Understanding the relationship between pattern and scale is a central issue in landscape ecology. Pattern analysis is necessarily a critical step to achieve this understanding. Pattern and scale are inseparable in theory and in reality. Pattern occurs on different scales, and scale affects pattern to be observed. The objective of our study is to investigate how changing scale might affect the results of landscape pattern analysis using three commonly adopted spatial autocorrelation indices,i.e., Moran Coefficient, Geary Ratio, and Cliff-Ord statistic. The data sets used in this study are spatially referenced digital data sets of topography and biomass in 1972 of Peninsular Malaysia.
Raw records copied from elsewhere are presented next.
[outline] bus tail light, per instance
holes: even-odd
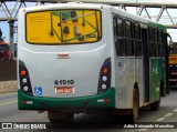
[[[21,91],[25,94],[33,95],[29,72],[22,61],[19,61],[19,79]]]
[[[111,87],[111,58],[107,58],[101,69],[97,94],[106,92]]]

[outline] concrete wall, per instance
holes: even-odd
[[[17,61],[0,59],[0,93],[17,91]]]

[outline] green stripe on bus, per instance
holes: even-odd
[[[108,99],[110,102],[102,102],[103,99]],[[29,101],[30,104],[22,104],[22,102],[25,101]],[[84,102],[86,102],[86,104],[84,104]],[[20,110],[82,108],[84,105],[86,108],[115,108],[115,89],[111,88],[103,94],[80,98],[31,97],[22,93],[21,90],[18,90],[18,106]]]

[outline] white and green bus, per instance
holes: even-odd
[[[23,8],[18,19],[18,106],[74,113],[157,110],[167,87],[167,32],[157,22],[107,4]]]

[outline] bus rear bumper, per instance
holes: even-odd
[[[18,90],[18,108],[19,110],[115,108],[115,89],[111,88],[97,95],[60,99],[31,97]]]

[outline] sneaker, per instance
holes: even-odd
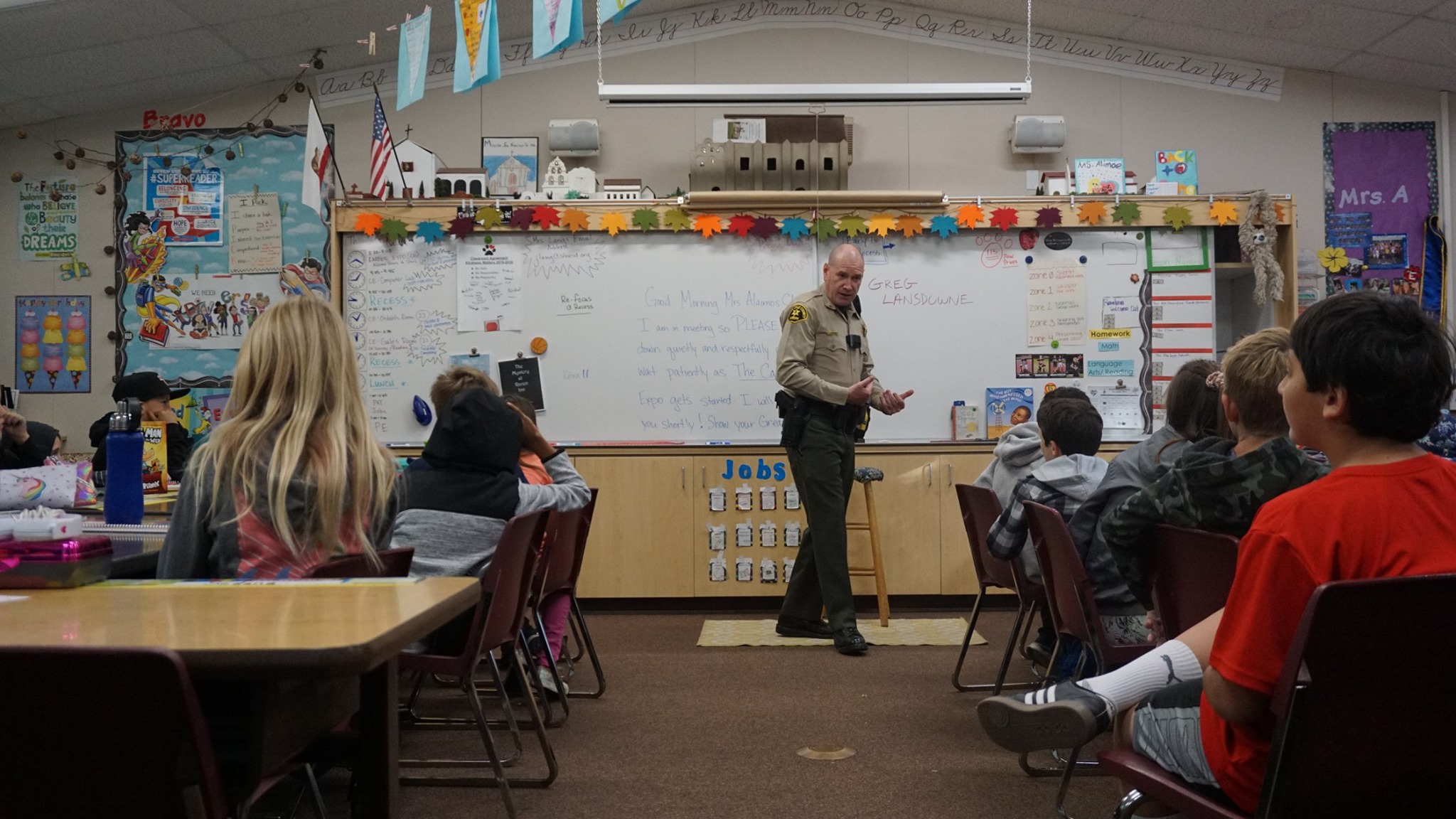
[[[779,615],[779,624],[773,627],[779,637],[808,637],[811,640],[828,640],[834,634],[823,619],[804,619],[799,616]]]
[[[987,697],[976,707],[992,742],[1015,751],[1080,748],[1112,723],[1112,704],[1075,682],[1060,682],[1029,695]]]
[[[566,681],[562,681],[561,691],[556,691],[556,678],[550,675],[550,669],[546,666],[536,666],[536,681],[542,683],[542,689],[545,689],[546,694],[558,700],[561,700],[562,695],[571,694],[571,686],[566,685]]]
[[[846,625],[834,632],[834,650],[840,654],[863,654],[869,650],[869,643],[865,641],[859,628]]]

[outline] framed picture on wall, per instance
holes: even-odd
[[[480,168],[485,169],[488,194],[534,194],[539,150],[540,140],[536,137],[482,137]]]

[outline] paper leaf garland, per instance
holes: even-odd
[[[1163,224],[1172,224],[1174,230],[1182,230],[1191,222],[1192,213],[1185,207],[1174,205],[1163,211]]]
[[[760,216],[754,219],[753,230],[748,230],[748,233],[753,233],[760,239],[767,239],[769,236],[773,236],[778,232],[779,232],[779,220],[773,219],[772,216]]]
[[[930,217],[930,233],[935,233],[936,236],[946,239],[951,236],[951,233],[960,233],[960,232],[961,227],[955,223],[954,216],[941,214]]]
[[[877,213],[875,216],[869,217],[869,223],[866,224],[866,227],[875,236],[887,236],[891,230],[895,229],[895,217],[890,216],[888,213]]]
[[[384,217],[377,213],[361,213],[354,217],[354,229],[365,236],[373,236],[384,224]]]
[[[779,226],[779,232],[789,239],[802,239],[810,235],[810,223],[796,216],[791,216]]]
[[[1217,219],[1219,224],[1227,224],[1239,217],[1239,208],[1229,200],[1219,200],[1208,205],[1208,219]]]
[[[603,213],[601,214],[601,229],[607,233],[616,236],[617,233],[628,229],[628,214],[625,213]]]
[[[842,216],[839,219],[839,229],[846,236],[859,236],[860,233],[868,230],[868,226],[865,224],[865,217],[859,216],[858,213],[852,213],[849,216]]]
[[[403,245],[409,240],[409,227],[405,226],[403,220],[386,219],[379,226],[379,235],[383,236],[386,242]]]
[[[662,214],[662,224],[671,227],[673,233],[692,230],[693,217],[683,208],[674,208]]]
[[[536,216],[536,208],[533,207],[518,207],[511,210],[511,227],[518,227],[526,230],[531,226],[531,219]]]
[[[955,223],[961,227],[974,229],[984,220],[986,211],[981,210],[981,205],[961,205],[961,210],[955,211]]]
[[[480,230],[494,230],[501,224],[505,224],[505,217],[501,216],[498,208],[482,207],[475,211],[475,222],[480,226]]]
[[[753,230],[753,217],[747,213],[740,213],[728,220],[728,232],[740,239],[748,236],[750,230]]]
[[[814,220],[814,226],[810,227],[810,233],[817,236],[820,242],[824,242],[827,239],[833,239],[834,236],[837,236],[839,227],[834,226],[833,219],[821,216]]]
[[[895,220],[895,230],[906,236],[919,236],[925,233],[925,220],[913,213],[907,213]]]
[[[587,229],[587,211],[568,207],[561,211],[561,223],[563,227],[575,233],[577,230]]]
[[[632,226],[639,230],[651,230],[654,227],[661,227],[662,222],[658,219],[655,210],[642,207],[632,211]]]
[[[724,220],[716,213],[699,213],[693,219],[693,230],[702,233],[703,239],[708,239],[713,233],[724,232]]]
[[[464,239],[475,230],[475,220],[469,216],[457,216],[450,220],[450,235],[456,239]]]
[[[1083,224],[1098,224],[1107,219],[1107,203],[1086,203],[1077,205],[1077,222]]]

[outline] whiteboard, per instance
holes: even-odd
[[[1041,395],[1053,383],[1123,380],[1147,393],[1144,427],[1150,423],[1144,233],[1024,233],[855,239],[866,258],[860,302],[875,373],[887,389],[916,391],[901,414],[874,414],[868,440],[946,439],[951,402],[980,405],[992,386],[1034,386]],[[345,319],[380,440],[428,437],[414,398],[428,401],[451,356],[529,357],[540,337],[549,407],[540,426],[552,440],[778,442],[779,313],[818,286],[837,242],[665,232],[496,233],[491,246],[485,239],[387,245],[344,236]],[[1057,249],[1047,246],[1051,239]],[[467,273],[469,293],[462,291],[459,259],[479,262],[488,251],[507,262],[491,280]],[[1029,274],[1044,268],[1076,268],[1082,293],[1077,310],[1063,310],[1060,321],[1086,332],[1063,334],[1056,350],[1029,344],[1028,303],[1037,302]],[[505,329],[485,331],[483,315]],[[462,326],[462,316],[472,324]],[[1092,338],[1104,328],[1115,338]],[[1133,375],[1016,379],[1018,353],[1080,354],[1089,367],[1102,361],[1099,373],[1125,366]]]

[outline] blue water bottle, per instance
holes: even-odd
[[[141,402],[116,402],[106,431],[106,523],[141,523]]]

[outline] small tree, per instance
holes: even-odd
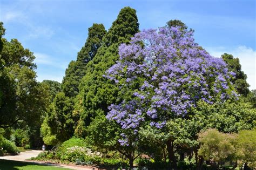
[[[208,129],[198,134],[201,146],[198,155],[209,161],[211,166],[218,162],[232,160],[235,154],[234,143],[236,135],[219,132],[216,129]]]
[[[246,163],[250,167],[256,167],[256,128],[238,133],[237,148],[239,164]]]

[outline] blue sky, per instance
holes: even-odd
[[[37,79],[61,82],[93,23],[108,29],[120,10],[137,10],[140,29],[157,28],[180,19],[195,30],[196,42],[212,55],[240,59],[251,89],[256,89],[256,7],[252,0],[78,1],[0,2],[5,37],[17,38],[34,52]]]

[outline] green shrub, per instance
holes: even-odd
[[[71,162],[75,162],[76,159],[86,160],[91,161],[94,160],[95,158],[97,160],[97,158],[102,157],[103,154],[99,152],[93,152],[90,148],[86,147],[73,146],[68,148],[66,152],[63,153],[60,157],[62,160],[66,160]]]
[[[24,148],[25,149],[29,149],[30,148],[30,145],[26,145],[24,147]]]
[[[16,130],[11,134],[11,139],[15,141],[16,145],[18,146],[24,146],[29,142],[28,132],[21,129]]]
[[[60,146],[58,147],[57,151],[65,153],[67,151],[68,148],[74,146],[86,147],[86,144],[83,139],[72,138],[62,143]]]
[[[19,152],[19,150],[15,146],[15,144],[6,139],[4,139],[1,144],[0,147],[3,148],[4,152],[16,153]]]

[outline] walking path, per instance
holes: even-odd
[[[78,169],[78,170],[93,169],[91,168],[90,168],[87,167],[83,167],[82,166],[79,167],[79,166],[71,166],[71,165],[63,165],[63,164],[52,165],[52,164],[48,164],[48,163],[44,163],[44,162],[42,162],[40,161],[27,160],[27,159],[31,158],[32,157],[36,157],[38,155],[38,154],[42,152],[42,151],[31,150],[30,151],[21,152],[21,154],[17,155],[0,157],[0,159],[10,160],[28,162],[33,162],[37,164],[51,165],[51,166],[56,166],[58,167],[63,167],[63,168],[70,168],[71,169]],[[95,169],[97,169],[97,168],[95,168]]]

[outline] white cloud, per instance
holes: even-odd
[[[63,62],[58,61],[55,59],[55,58],[42,53],[34,53],[36,57],[35,63],[37,65],[38,67],[44,65],[49,65],[53,66],[56,68],[65,70],[68,67],[68,64]]]
[[[1,17],[3,22],[8,22],[13,21],[16,21],[25,18],[24,15],[21,12],[18,11],[8,11],[2,15]]]
[[[250,90],[256,89],[256,51],[245,46],[239,46],[228,49],[224,47],[206,48],[213,56],[220,57],[224,53],[231,54],[238,58],[242,66],[242,70],[247,74],[247,81],[251,85]]]
[[[44,73],[37,73],[37,80],[40,82],[44,80],[50,80],[62,83],[64,75],[51,75]]]

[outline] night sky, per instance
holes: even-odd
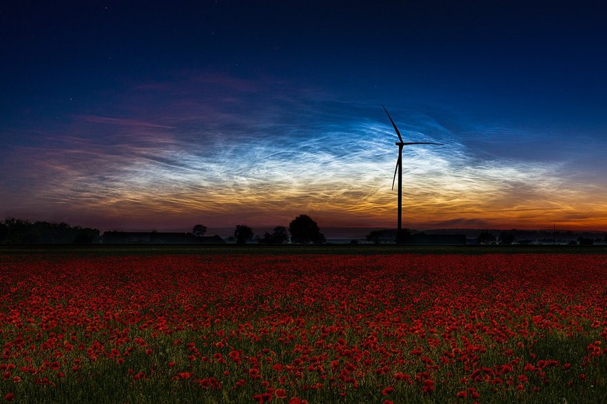
[[[606,229],[600,4],[3,1],[0,217]]]

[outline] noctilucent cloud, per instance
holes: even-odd
[[[0,216],[607,228],[595,1],[0,6]],[[94,3],[94,4],[93,4]]]

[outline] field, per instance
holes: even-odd
[[[0,401],[607,402],[607,255],[412,251],[3,251]]]

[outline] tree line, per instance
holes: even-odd
[[[63,222],[30,222],[9,217],[0,222],[0,244],[88,244],[99,238],[99,230],[70,226]]]
[[[192,233],[195,236],[202,237],[206,231],[205,226],[196,224]],[[253,229],[246,224],[238,224],[234,228],[234,240],[239,244],[246,244],[254,238],[262,244],[285,244],[289,242],[294,244],[311,244],[327,241],[325,235],[320,233],[318,224],[307,215],[297,216],[291,221],[288,228],[277,226],[272,233],[265,231],[261,237],[254,236]]]

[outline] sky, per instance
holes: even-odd
[[[607,229],[600,1],[3,1],[0,217]]]

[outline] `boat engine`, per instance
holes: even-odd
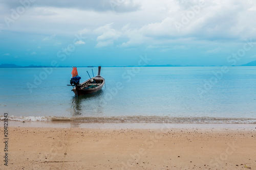
[[[70,79],[70,84],[72,86],[76,86],[79,84],[81,77],[79,76],[73,77]]]

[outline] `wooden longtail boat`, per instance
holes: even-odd
[[[74,87],[71,90],[75,94],[79,96],[95,93],[101,90],[105,83],[105,79],[100,76],[101,68],[101,67],[99,66],[98,76],[89,79],[81,84],[71,85]]]

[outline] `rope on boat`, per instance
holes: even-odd
[[[75,88],[75,94],[76,93],[75,92],[76,92],[76,89]],[[71,129],[72,128],[72,125],[73,125],[73,120],[74,119],[74,114],[75,114],[75,105],[76,105],[76,95],[75,95],[75,101],[74,101],[74,111],[73,112],[73,115],[72,115],[72,118],[71,119],[71,125],[70,126],[70,129],[69,130],[69,135],[68,136],[69,138],[67,140],[68,142],[67,143],[67,148],[66,148],[66,151],[65,151],[65,153],[64,153],[64,158],[63,158],[63,162],[62,162],[62,168],[61,168],[61,169],[63,169],[63,166],[64,166],[64,162],[65,162],[65,158],[66,158],[66,156],[67,155],[67,151],[68,150],[68,148],[69,147],[69,140],[70,139],[70,136],[71,136]]]

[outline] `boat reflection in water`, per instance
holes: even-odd
[[[74,96],[72,99],[71,115],[74,113],[74,120],[86,122],[86,117],[98,116],[103,113],[103,107],[100,105],[101,99],[104,92],[99,92],[85,95]]]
Our results show that all three autocorrelation indices were scale-dependent. In other words, the degree of spatial autocorrelation measured by these indices vary with the spatial scale on which analysis was performed. While all the data sets show a positive spatial autocorrelation across a range of scales, Moran coefficient and Cliff-Ord statistic decrease and Geary Ratio increases with increasing grain size, indicating an overall decline in the degree of spatial autocorrelation with scale. The effect of changing scale varies in their magnitude and rate of change when different types of landscape data are used. We have also explored why this could happen by examining the formulation of the Moran coefficient. The pattern of change in spatial autocorrelation with scale exhibits threshold behavior,i.e., scale effects fade away after certain spatial scales are reached (for elevation). We recommend that multiple methods be used for pattern analysis whenever feasible, and that scale effects must be taken into account in all spatial analysis.  相似文献   

15.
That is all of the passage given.